The advantages & disadvantages of an oligopoly by christopher raines - updated june 28, 2018 industries that deal in products such as automobiles, cereals, sodas and motor oil have a few firms that control most of the market. List of disadvantages of oligopoly 1 it offers fewer choices in many cases, choosing the best brand in an oligopoly is like going for the least evil.
The advantages and disadvantages of this market form can be clearly demarcated oligopoly market form exists in the television and media industry, health care insurance industry, and cellular phone service industry of the united sates. Advantages and disadvantages of oligopoly when the market is dominated by a few suppliers, it is termed as oligopoly it can be observed in the television industry of the united states, where the market is governed by a handful of market players the advantages and disadvantages of this market form can be clearly demarcated.
Some of the advantages and disadvantages of oligopoly are as follows so let us check out some information on pros and cons of oligopoly to know more about oligopoly.
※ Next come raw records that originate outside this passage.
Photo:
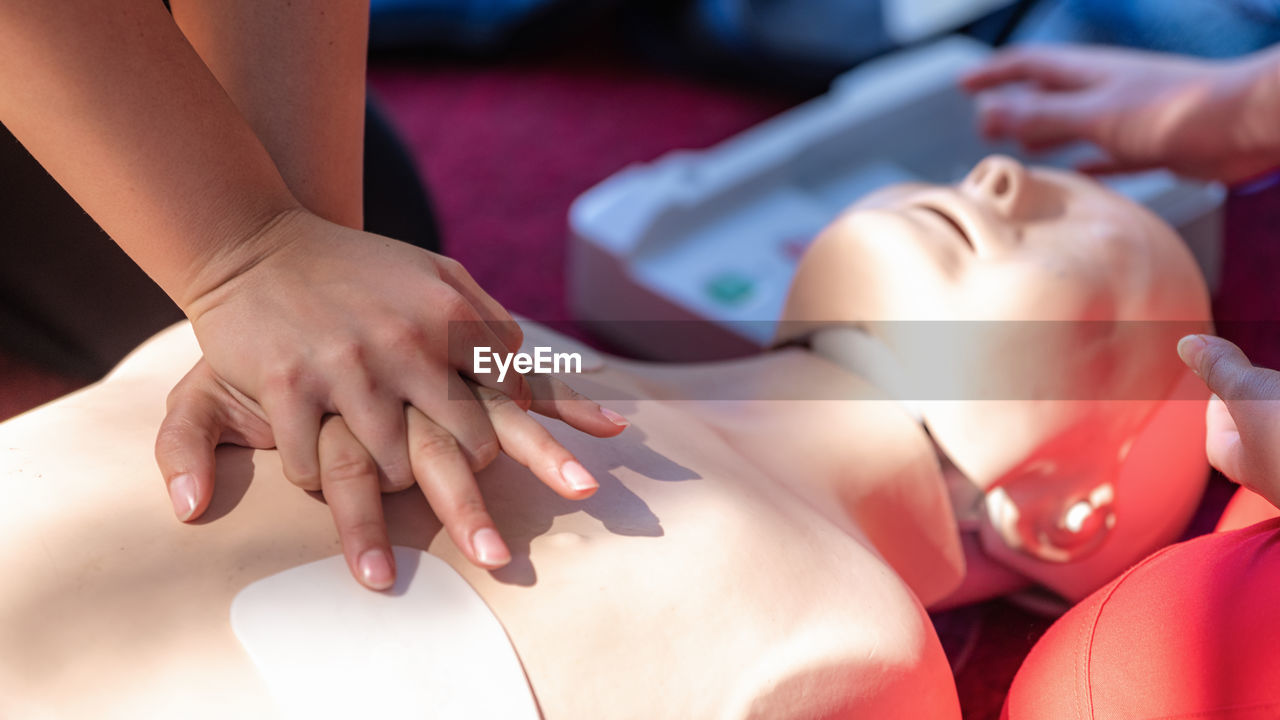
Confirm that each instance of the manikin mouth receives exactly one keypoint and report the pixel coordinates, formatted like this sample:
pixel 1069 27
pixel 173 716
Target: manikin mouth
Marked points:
pixel 951 222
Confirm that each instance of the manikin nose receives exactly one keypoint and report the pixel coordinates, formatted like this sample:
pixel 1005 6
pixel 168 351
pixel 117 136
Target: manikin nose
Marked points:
pixel 999 181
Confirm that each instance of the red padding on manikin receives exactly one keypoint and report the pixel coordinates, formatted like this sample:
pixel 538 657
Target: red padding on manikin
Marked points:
pixel 1191 632
pixel 1246 507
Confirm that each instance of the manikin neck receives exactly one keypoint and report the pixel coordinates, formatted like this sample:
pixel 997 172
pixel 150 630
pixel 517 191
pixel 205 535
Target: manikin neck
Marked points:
pixel 864 355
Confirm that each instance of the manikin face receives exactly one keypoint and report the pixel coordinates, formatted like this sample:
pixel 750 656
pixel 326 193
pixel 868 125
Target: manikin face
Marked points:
pixel 1032 314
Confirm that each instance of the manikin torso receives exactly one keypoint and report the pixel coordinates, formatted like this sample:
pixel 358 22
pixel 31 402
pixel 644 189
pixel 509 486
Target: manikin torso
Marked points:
pixel 693 569
pixel 743 557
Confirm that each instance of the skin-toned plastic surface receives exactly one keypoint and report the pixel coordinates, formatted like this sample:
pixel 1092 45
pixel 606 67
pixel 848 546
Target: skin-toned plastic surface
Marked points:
pixel 695 583
pixel 1033 318
pixel 342 651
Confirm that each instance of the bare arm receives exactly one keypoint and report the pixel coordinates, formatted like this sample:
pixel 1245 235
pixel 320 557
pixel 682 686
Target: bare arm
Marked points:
pixel 296 71
pixel 119 108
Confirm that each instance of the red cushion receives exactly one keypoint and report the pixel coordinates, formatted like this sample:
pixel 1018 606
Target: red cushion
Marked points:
pixel 1191 632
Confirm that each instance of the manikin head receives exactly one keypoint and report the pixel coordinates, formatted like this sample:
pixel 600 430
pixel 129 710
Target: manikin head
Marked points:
pixel 1032 317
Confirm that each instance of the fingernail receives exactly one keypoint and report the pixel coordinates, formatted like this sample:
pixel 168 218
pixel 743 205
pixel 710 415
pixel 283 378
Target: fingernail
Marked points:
pixel 182 493
pixel 576 477
pixel 489 547
pixel 375 569
pixel 1189 349
pixel 615 418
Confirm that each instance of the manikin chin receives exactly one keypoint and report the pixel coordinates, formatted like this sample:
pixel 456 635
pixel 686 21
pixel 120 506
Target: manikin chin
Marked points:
pixel 976 392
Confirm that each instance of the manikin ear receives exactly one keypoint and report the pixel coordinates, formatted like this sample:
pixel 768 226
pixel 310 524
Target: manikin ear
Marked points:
pixel 1157 487
pixel 1047 516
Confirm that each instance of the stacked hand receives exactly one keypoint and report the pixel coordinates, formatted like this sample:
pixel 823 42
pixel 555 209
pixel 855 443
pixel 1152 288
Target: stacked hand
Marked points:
pixel 350 354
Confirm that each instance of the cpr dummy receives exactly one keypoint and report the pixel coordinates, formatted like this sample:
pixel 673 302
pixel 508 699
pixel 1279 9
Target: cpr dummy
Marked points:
pixel 755 550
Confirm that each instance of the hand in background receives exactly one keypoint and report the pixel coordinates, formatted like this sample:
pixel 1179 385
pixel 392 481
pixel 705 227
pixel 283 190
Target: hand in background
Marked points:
pixel 204 413
pixel 1243 415
pixel 1206 119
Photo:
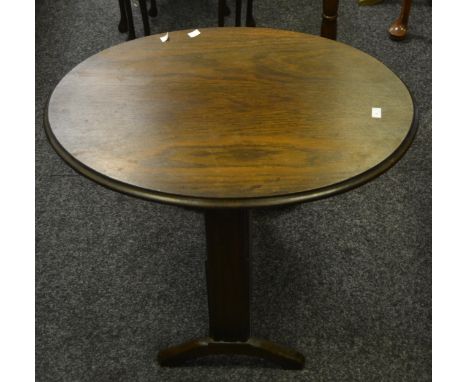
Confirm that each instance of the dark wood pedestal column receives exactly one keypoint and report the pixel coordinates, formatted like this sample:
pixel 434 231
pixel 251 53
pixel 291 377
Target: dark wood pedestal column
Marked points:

An oligopoly is where you will find only a small group of suppliers and companies controlling all of the market it is different from a monopoly, where only a single business has control over the entire market oligopolies rule many different industries, with healthcare, media and mobile phone service industries as the most common.
This essay will discuss the advantages and disadvantages of the oligopoly market system supermarket has brought into the service for man for long the roots of supermarkets are the co-operative of the nineteenth century at the beginning of the early 20th century the people come up to an idea for selling goods. Advantages of oligopoly large firms having strong hold over the market are able to make huge profits as there are few players in the market in oligopoly, many times, products of two different competitive companies are derived out of one large firm. Disadvantages of oligopoly setting of prices may be advantageous for the firms, but if done unrealistically, it may prove to be a great disadvantage for consumers creative ideas or plans of small businesses in the oligopolistic market fail to realize because they cannot overcome the control of major market players.
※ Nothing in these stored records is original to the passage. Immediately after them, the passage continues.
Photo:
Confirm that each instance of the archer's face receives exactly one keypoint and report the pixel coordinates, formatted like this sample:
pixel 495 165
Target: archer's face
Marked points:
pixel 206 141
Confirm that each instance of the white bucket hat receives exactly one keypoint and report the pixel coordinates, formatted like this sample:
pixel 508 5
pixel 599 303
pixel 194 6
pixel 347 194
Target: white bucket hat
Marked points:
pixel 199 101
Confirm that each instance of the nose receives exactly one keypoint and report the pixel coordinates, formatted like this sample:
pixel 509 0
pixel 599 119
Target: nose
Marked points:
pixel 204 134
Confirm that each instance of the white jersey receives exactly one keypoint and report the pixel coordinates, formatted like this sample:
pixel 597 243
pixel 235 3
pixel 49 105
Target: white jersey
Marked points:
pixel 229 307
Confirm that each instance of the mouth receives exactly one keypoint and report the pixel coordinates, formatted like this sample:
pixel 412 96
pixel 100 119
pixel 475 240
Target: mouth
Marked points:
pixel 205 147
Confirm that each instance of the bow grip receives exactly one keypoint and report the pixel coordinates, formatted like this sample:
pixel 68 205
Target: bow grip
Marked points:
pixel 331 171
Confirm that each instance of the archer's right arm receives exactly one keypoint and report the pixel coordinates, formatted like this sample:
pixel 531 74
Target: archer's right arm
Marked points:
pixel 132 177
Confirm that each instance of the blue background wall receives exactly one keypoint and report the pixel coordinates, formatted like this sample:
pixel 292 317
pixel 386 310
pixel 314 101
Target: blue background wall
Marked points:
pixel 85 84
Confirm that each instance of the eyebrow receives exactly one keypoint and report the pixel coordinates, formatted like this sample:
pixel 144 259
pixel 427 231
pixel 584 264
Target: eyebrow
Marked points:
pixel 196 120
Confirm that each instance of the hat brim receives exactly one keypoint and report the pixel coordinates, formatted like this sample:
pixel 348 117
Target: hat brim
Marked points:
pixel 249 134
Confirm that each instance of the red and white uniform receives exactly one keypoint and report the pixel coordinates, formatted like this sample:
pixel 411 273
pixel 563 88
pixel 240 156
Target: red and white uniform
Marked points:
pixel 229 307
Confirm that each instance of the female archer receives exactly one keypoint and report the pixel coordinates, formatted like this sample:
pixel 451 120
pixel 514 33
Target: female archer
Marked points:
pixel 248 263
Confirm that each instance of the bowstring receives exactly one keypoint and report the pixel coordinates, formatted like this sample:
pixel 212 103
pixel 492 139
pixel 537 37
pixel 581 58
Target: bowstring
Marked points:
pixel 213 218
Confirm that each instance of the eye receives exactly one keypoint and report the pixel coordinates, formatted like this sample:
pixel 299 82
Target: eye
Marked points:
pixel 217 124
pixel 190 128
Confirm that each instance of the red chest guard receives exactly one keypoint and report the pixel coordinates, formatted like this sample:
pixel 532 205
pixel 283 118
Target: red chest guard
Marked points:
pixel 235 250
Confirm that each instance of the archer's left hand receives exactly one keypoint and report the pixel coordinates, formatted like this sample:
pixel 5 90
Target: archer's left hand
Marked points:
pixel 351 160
What is oligopoly oligopoly is a market or industry which is dominated by a small amount of sellers this means that the small amount of sellers all tend to be aware of one another and what business decisions they are all making. In an oligopoly market, the price maker is the oligopoly firm which shows that the firms can set up the price as they want for the product, every oligopoly company produces homogeneous product and service the big four use their selves' advantages to build high barrier to entry which is to protect their market share.
Important facts about oligopoly the term oligopoly comes from the term oligarchy this is a type of government where only a few people hold all of the people in the united states the biggest oligopoly market is the wireless communication industry only 7 companies make up nearly 90 percent of all profits made by film companies in america. Advantages and disadvantages relative to what compared to a perfectly competitive market, oligopolies are better for the firms, because they have the opportunity to make an economic profit in the long run.